The buildings industry is bound to deliver its fair share to meet EU reduction targets for a climate-neutral continent by 2050: Buildings are evidenced to be responsible for 37% of global energy-related carbon emissions. 10% of total emissions stem from materials and construction.

While metrics and policies exist to target the operational emissions of buildings, much fewer target the 10% of materials and construction-related emissions. Reducing these so called embodied emissions in buildings represents an important opportunity to reduce overall emissions from this industry.

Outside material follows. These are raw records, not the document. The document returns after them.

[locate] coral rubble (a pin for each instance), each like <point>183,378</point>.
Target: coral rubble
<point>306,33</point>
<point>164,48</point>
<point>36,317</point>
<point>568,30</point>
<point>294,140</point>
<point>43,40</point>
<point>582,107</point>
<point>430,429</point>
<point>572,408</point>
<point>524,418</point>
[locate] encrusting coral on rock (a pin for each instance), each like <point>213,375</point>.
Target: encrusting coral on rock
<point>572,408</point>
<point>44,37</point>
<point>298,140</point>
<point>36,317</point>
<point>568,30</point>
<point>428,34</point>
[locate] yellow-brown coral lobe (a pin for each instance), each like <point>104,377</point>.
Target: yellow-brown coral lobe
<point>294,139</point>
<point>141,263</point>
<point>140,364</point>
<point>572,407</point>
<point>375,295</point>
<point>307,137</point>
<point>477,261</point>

Tackling Embodied Carbon emissions

Funded by the Laudes Foundation, Ramboll – in collaboration with BUILD from Aalborg University and LCA experts affiliated to KU Leuven – assists EU policymakers, industry, and investors tackle embodied carbon by developing a methodology to calculate embodied carbon baselines, carbon budgets and benchmarks in the building industry using LCA data. In the first phase (2021-2022), the methods and concepts will be tested by piloting the baseline and target methods for the five EU countries: Denmark, Belgium, the Netherlands, Finland, and France, and outline a benchmarking framework for the reduction.

Throughout the duration of the project, key stakeholders from the building industry, policymakers on national and EU levels, embodied carbon think tanks and initiatives, as well as financial institutions and building councils from EU member states, are engaged to secure the relevance and feasibility of the methodology and study results.